In a cool juxtaposition of old and new, Martha Washington Hotel has reopened in Manhattan with the intriguing tagline “exclusively for everyone.” It’s a modern spin on the history of the hotel, which originally opened in 1903 as an extended-stay property exclusively for women—the likes of Eleanor Roosevelt, Veronica Lake and Judy Garland are rumored to have roamed the halls—and remained that way until the mid-1990s when gender laws were changed.

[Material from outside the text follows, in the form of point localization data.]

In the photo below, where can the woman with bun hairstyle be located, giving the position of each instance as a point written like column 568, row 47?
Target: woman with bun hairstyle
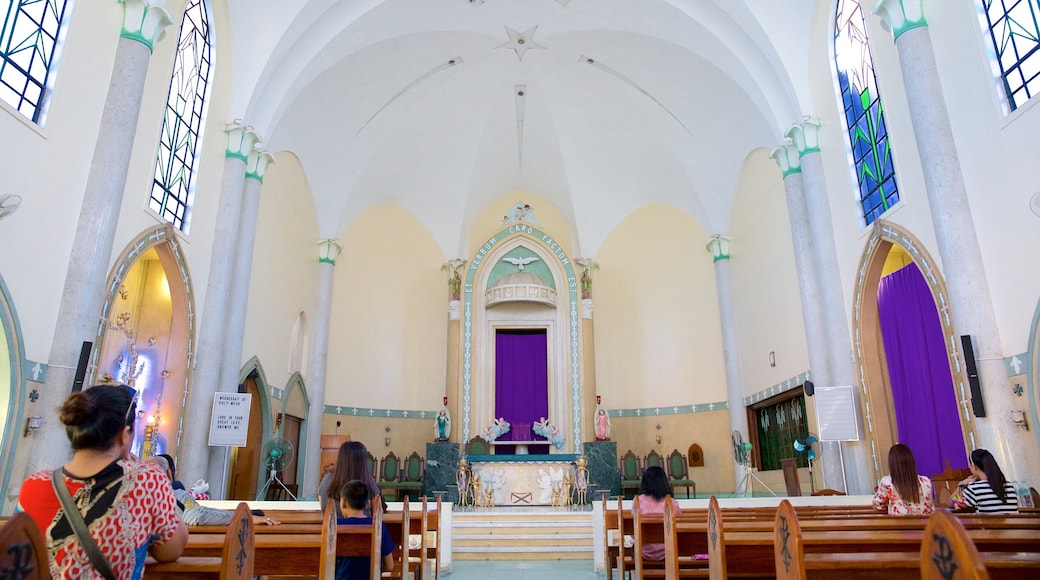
column 128, row 506
column 903, row 492
column 986, row 490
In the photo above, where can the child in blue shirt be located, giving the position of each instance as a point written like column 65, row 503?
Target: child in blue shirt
column 355, row 501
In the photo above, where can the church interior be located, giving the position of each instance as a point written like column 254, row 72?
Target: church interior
column 730, row 226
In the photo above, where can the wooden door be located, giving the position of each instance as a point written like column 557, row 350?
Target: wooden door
column 245, row 460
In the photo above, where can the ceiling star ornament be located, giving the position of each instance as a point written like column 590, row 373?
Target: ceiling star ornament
column 521, row 42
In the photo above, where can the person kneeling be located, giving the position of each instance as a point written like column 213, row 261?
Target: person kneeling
column 355, row 501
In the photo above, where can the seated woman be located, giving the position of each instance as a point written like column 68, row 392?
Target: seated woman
column 128, row 506
column 903, row 492
column 653, row 489
column 986, row 490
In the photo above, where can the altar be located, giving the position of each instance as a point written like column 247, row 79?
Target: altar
column 524, row 479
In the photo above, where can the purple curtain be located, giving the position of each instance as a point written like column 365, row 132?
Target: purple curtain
column 521, row 384
column 923, row 388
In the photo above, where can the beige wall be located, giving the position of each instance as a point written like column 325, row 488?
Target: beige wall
column 657, row 328
column 388, row 331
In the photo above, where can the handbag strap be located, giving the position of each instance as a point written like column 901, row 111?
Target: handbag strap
column 79, row 526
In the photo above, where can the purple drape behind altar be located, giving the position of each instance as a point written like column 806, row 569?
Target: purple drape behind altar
column 923, row 388
column 521, row 383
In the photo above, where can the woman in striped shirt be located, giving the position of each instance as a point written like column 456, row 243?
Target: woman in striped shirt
column 986, row 490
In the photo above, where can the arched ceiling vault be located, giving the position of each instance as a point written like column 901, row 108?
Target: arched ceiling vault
column 443, row 106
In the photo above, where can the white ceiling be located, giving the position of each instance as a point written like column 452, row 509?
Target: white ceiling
column 362, row 91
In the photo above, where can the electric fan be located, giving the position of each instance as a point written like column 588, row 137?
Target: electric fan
column 276, row 454
column 811, row 449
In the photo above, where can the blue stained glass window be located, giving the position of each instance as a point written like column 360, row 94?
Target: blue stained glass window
column 29, row 43
column 1015, row 30
column 173, row 185
column 872, row 153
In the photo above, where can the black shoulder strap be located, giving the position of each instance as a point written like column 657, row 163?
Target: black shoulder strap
column 79, row 526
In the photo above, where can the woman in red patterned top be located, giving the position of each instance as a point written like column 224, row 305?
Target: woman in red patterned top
column 128, row 506
column 903, row 492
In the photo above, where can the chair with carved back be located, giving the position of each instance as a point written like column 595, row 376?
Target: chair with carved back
column 23, row 550
column 630, row 472
column 678, row 473
column 235, row 561
column 947, row 548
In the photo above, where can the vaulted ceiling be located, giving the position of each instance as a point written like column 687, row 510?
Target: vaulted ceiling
column 443, row 106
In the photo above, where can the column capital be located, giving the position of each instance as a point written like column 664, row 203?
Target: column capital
column 256, row 164
column 718, row 244
column 901, row 16
column 329, row 249
column 145, row 21
column 787, row 158
column 241, row 138
column 805, row 136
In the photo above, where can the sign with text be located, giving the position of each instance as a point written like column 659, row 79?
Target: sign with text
column 230, row 421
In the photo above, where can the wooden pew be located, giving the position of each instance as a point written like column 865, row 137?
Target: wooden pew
column 22, row 548
column 235, row 561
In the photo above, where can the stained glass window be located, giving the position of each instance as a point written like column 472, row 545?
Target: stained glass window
column 29, row 43
column 1014, row 28
column 872, row 153
column 173, row 186
column 778, row 422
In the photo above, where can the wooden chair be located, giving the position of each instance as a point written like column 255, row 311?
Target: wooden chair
column 717, row 546
column 678, row 473
column 235, row 561
column 412, row 474
column 947, row 548
column 22, row 549
column 630, row 473
column 787, row 551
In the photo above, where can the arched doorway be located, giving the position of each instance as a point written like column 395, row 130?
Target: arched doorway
column 889, row 249
column 147, row 337
column 11, row 388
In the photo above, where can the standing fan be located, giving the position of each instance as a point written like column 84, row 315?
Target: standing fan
column 742, row 454
column 276, row 454
column 811, row 448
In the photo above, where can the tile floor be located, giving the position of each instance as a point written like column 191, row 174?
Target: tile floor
column 529, row 570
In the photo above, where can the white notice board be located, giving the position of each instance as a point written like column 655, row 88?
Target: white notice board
column 836, row 414
column 230, row 421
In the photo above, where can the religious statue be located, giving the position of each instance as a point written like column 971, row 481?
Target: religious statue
column 581, row 480
column 463, row 480
column 602, row 424
column 442, row 425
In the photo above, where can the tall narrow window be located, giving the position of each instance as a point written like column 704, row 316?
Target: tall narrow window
column 173, row 186
column 1015, row 30
column 872, row 154
column 29, row 43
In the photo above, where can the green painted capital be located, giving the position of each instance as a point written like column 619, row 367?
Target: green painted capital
column 257, row 163
column 787, row 158
column 805, row 136
column 240, row 140
column 901, row 16
column 329, row 251
column 145, row 21
column 719, row 246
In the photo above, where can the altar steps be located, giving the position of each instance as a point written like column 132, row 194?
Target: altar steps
column 521, row 534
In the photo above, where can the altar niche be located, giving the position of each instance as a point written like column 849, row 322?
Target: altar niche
column 521, row 387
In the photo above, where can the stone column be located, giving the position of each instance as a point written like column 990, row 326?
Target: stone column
column 955, row 231
column 317, row 358
column 719, row 246
column 83, row 295
column 837, row 341
column 787, row 158
column 256, row 166
column 196, row 458
column 452, row 387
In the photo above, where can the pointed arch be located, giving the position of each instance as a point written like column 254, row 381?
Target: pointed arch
column 876, row 389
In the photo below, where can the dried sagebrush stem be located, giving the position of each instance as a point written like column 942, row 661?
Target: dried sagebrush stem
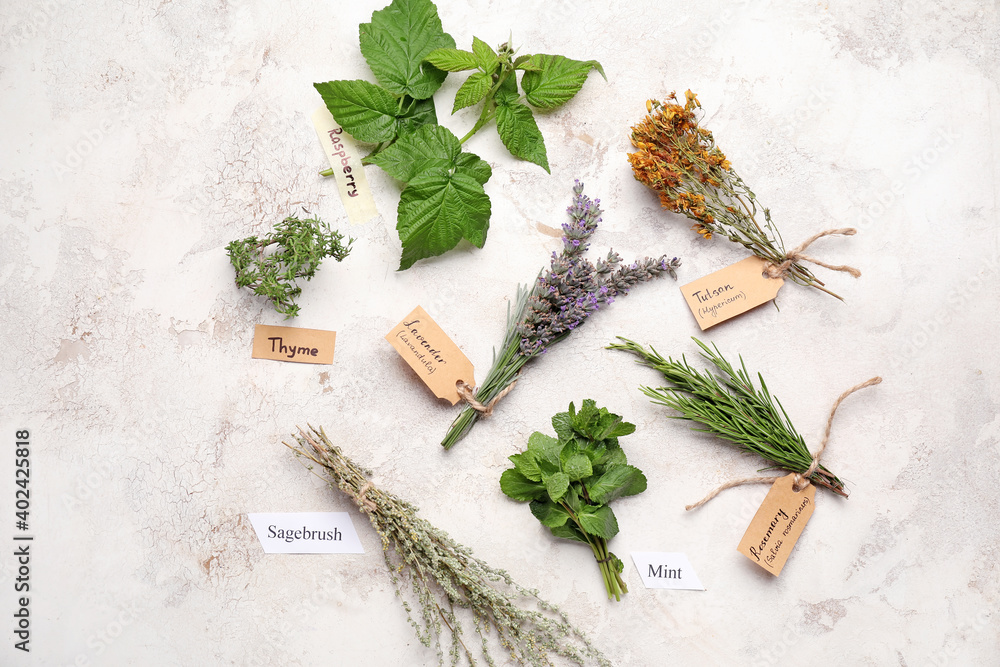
column 444, row 576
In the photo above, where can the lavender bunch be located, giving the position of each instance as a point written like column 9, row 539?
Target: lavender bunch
column 562, row 298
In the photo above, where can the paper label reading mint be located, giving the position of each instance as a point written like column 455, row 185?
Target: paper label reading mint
column 345, row 161
column 432, row 355
column 778, row 523
column 730, row 292
column 306, row 533
column 666, row 570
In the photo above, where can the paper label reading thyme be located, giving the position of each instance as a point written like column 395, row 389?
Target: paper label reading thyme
column 304, row 346
column 426, row 348
column 730, row 292
column 345, row 160
column 777, row 525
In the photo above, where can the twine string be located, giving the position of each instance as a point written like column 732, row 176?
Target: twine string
column 802, row 479
column 780, row 270
column 468, row 394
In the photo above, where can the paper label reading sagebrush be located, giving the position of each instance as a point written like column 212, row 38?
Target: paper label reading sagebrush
column 345, row 160
column 304, row 346
column 778, row 523
column 730, row 292
column 426, row 348
column 306, row 533
column 666, row 570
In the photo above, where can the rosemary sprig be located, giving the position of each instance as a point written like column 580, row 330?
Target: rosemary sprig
column 731, row 407
column 444, row 576
column 680, row 161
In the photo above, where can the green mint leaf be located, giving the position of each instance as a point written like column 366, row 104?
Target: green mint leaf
column 365, row 111
column 569, row 531
column 599, row 521
column 549, row 513
column 525, row 63
column 436, row 210
column 517, row 486
column 526, row 465
column 578, row 467
column 417, row 113
column 556, row 485
column 396, row 42
column 473, row 91
column 486, row 57
column 556, row 80
column 520, row 134
column 430, row 147
column 452, row 60
column 617, row 481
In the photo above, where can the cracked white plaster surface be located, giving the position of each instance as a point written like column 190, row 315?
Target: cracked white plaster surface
column 141, row 138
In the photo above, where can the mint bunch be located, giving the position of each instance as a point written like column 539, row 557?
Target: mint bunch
column 570, row 480
column 410, row 55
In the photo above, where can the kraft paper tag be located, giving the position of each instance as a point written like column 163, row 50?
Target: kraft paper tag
column 778, row 523
column 730, row 292
column 431, row 354
column 345, row 160
column 666, row 570
column 304, row 346
column 306, row 533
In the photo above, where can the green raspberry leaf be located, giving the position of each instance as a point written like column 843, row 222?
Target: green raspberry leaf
column 365, row 111
column 556, row 80
column 437, row 209
column 417, row 113
column 452, row 60
column 556, row 485
column 599, row 521
column 473, row 90
column 398, row 40
column 430, row 147
column 486, row 57
column 617, row 481
column 517, row 486
column 549, row 513
column 520, row 134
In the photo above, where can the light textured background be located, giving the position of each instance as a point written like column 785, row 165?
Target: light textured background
column 138, row 140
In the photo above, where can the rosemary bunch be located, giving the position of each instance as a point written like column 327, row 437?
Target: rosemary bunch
column 445, row 576
column 562, row 298
column 680, row 161
column 271, row 265
column 730, row 406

After undergoing a $30 million transformation, the brand-new, 261-room Martha Washington Hotel had a soft opening in September 2014 and was officially unveiled in February 2015 under the Chelsea Hotels brand, which includes McCarren Hotel & Pool, Ruschmeyer’s and Hotel Chelsea, coming in 2016. Its striking color palette of black, white and cherry red was inspired by the women who stayed there—the “kind of women with an edge,” says Jim Zito, executive vice president and chief revenue officer for Chelsea Hotels, also noting the 1967 cult favorite “Valley of the Dolls” was filmed there. “We were playing off this bad-girl image. Internally, we were discussing the cherry tree, saying, ‘It wasn’t George who chopped it down, it was Martha.’”

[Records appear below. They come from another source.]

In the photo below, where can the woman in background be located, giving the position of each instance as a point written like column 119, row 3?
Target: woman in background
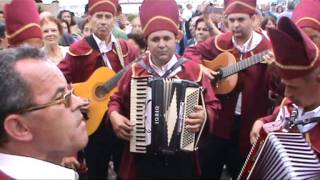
column 52, row 32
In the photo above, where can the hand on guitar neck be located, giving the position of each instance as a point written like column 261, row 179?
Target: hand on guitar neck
column 223, row 70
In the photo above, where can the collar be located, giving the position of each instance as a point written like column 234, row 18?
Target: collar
column 103, row 46
column 21, row 167
column 161, row 70
column 307, row 115
column 250, row 44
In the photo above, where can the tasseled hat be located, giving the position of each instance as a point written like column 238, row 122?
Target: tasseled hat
column 298, row 56
column 22, row 21
column 307, row 14
column 243, row 6
column 103, row 5
column 159, row 15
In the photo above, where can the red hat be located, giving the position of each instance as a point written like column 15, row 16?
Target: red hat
column 22, row 21
column 103, row 5
column 307, row 14
column 244, row 6
column 298, row 56
column 159, row 15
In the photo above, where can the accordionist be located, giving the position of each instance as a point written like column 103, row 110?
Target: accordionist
column 160, row 28
column 298, row 62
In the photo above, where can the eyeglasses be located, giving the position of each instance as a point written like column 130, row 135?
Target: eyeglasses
column 65, row 99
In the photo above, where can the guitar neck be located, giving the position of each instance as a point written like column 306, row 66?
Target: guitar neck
column 243, row 64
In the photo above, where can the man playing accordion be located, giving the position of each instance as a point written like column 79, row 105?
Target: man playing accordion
column 160, row 28
column 298, row 63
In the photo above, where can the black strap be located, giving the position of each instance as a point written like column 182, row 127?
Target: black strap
column 154, row 73
column 307, row 121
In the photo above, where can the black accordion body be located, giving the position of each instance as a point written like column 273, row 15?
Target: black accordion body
column 158, row 108
column 282, row 156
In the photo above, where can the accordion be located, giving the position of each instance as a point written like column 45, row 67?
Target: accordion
column 158, row 109
column 282, row 156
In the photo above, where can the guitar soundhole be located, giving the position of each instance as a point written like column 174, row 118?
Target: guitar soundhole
column 100, row 92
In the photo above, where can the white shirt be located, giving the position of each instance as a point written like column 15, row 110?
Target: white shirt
column 248, row 46
column 105, row 47
column 21, row 167
column 302, row 115
column 162, row 70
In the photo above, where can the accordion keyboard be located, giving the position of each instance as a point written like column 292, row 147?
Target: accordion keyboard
column 137, row 114
column 191, row 100
column 286, row 156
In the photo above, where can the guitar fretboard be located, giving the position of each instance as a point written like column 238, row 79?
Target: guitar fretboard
column 243, row 64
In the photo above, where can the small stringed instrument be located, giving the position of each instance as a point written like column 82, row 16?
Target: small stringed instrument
column 227, row 67
column 98, row 89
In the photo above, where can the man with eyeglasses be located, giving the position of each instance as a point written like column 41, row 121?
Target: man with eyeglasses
column 40, row 119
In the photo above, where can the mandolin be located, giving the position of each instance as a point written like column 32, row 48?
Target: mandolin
column 227, row 67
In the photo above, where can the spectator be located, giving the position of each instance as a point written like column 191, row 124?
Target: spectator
column 40, row 118
column 69, row 17
column 67, row 39
column 52, row 32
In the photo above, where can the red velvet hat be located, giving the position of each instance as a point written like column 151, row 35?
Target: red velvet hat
column 103, row 5
column 243, row 6
column 22, row 21
column 156, row 15
column 298, row 56
column 307, row 14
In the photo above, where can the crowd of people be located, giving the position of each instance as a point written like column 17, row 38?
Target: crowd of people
column 43, row 133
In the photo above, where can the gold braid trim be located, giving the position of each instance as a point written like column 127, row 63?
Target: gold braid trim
column 308, row 18
column 72, row 54
column 101, row 2
column 241, row 3
column 159, row 17
column 293, row 67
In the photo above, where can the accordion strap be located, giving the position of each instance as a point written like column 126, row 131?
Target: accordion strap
column 154, row 73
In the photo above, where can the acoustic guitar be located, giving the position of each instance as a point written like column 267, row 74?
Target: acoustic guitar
column 98, row 89
column 227, row 67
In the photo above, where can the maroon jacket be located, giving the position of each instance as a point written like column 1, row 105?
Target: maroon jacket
column 120, row 102
column 254, row 83
column 84, row 58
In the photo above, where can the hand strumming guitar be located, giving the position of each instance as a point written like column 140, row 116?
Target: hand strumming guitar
column 209, row 72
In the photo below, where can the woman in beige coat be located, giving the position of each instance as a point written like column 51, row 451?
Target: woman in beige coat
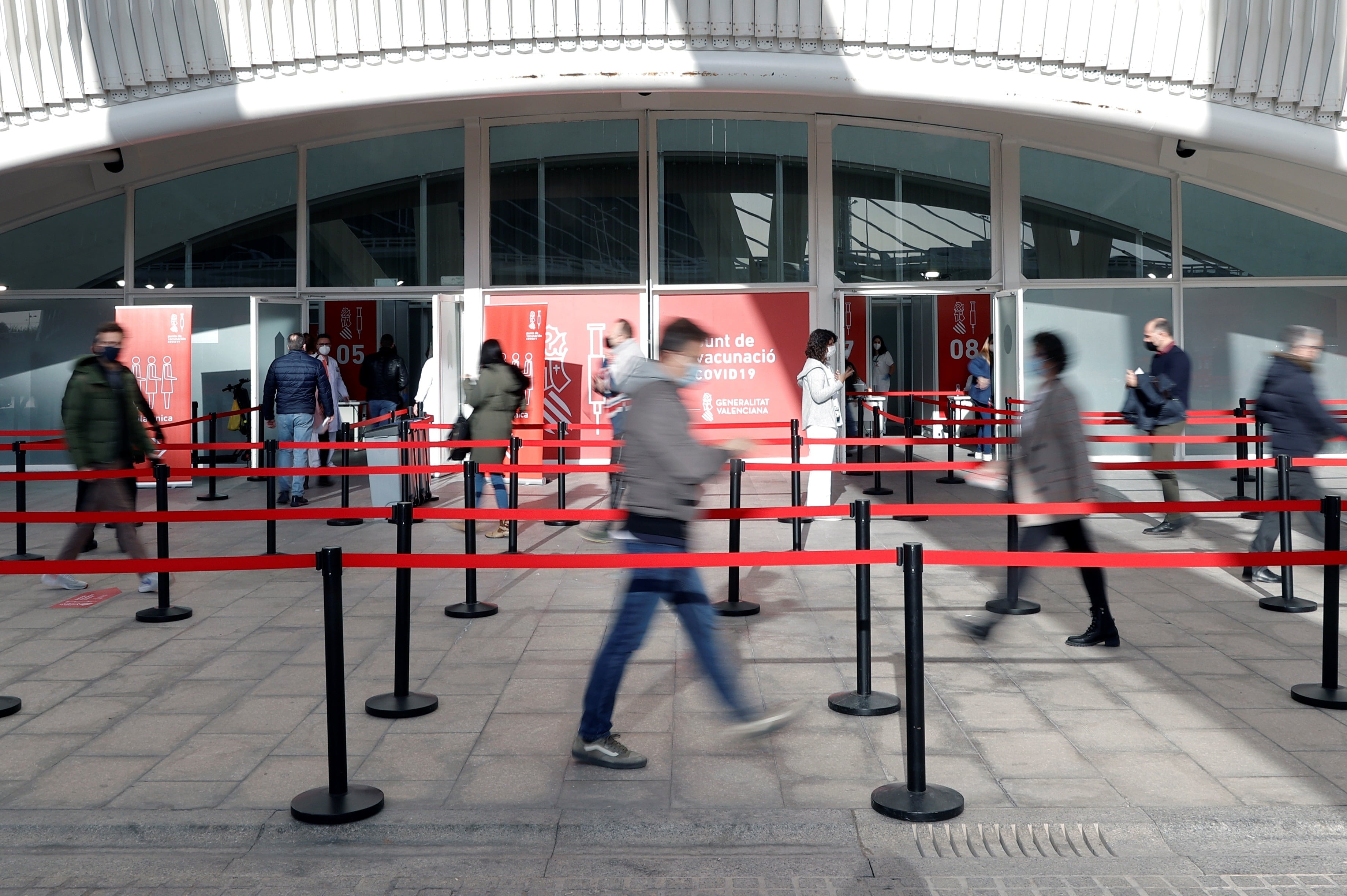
column 1051, row 465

In total, Martha Washington Hotel has about 7,000 square feet of naturally lit meeting space, depending on how it’s broken down. A 2,700-sq.-ft. room can be divided into up to four sections, and a 1,150-sq.-ft. terrace is a popular alfresco option. The hotel’s location in the hip NoMad (North of Madison Square Park) area of Manhattan is a draw for groups looking for something outside Midtown and Times Square. “This property offers a unique solution in an area that’s up and coming,” notes Zito. “It wasn’t on a planner’s radar three years ago.” Originally an “untapped Manhattan,” the restaurant scene in NoMad has grown significantly over the last three to five years and is becoming a destination in itself, says Zito.

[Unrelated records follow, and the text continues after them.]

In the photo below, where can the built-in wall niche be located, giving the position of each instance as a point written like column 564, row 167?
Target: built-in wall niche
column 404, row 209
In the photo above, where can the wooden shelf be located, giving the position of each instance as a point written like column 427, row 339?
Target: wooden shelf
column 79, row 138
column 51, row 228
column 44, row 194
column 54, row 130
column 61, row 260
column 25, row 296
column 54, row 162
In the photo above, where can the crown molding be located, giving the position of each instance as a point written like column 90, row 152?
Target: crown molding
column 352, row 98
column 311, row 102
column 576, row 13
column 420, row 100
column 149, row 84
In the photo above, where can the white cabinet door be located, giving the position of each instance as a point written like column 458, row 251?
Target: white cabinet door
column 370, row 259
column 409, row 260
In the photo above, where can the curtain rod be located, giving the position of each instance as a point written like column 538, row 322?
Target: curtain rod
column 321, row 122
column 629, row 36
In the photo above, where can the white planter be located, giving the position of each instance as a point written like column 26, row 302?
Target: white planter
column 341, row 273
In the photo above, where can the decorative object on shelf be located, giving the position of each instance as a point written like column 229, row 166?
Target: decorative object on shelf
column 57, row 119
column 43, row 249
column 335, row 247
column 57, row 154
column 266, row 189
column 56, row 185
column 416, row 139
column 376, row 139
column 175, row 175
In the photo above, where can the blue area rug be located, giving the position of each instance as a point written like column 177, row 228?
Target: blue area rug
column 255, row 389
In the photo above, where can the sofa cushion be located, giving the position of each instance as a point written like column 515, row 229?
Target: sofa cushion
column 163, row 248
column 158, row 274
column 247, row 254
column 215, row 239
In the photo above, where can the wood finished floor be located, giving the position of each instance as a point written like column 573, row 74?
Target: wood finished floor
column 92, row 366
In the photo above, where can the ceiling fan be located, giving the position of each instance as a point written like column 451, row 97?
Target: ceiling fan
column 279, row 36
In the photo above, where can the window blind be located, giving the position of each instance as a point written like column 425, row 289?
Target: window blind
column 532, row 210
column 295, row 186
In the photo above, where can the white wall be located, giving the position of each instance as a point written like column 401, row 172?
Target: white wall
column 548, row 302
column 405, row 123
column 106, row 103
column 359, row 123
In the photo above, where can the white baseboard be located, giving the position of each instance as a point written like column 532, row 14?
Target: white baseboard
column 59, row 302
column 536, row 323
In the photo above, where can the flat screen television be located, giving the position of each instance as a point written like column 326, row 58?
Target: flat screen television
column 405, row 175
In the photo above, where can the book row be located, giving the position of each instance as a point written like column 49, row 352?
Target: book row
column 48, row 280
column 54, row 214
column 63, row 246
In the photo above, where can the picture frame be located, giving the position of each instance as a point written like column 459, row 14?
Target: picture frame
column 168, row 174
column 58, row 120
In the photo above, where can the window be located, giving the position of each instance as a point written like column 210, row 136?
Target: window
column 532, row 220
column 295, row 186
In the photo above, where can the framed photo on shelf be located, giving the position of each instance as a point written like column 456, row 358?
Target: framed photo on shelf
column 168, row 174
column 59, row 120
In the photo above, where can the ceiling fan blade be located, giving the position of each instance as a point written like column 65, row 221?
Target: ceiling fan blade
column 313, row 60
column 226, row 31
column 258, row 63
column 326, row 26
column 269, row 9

The hotel’s own restaurant, Marta (shown above), and its catering team specialize in creative, customized menus. Zito says one of the most interesting items he’s seen was a squash, olive oil and cashew cake, a savory confection with a sugar crust served as dessert at a luncheon event for a hospitality association. “You watched the initial fork reaction, and people were tentative, but by the third bite, everyone had devoured their cake,” he says.
Insider Tip: It’s hard to score a table at Marta, says Zito, but there’s a way around it: Opt to eat in the hotel lounge. You can order anything on the menu, no reservation required.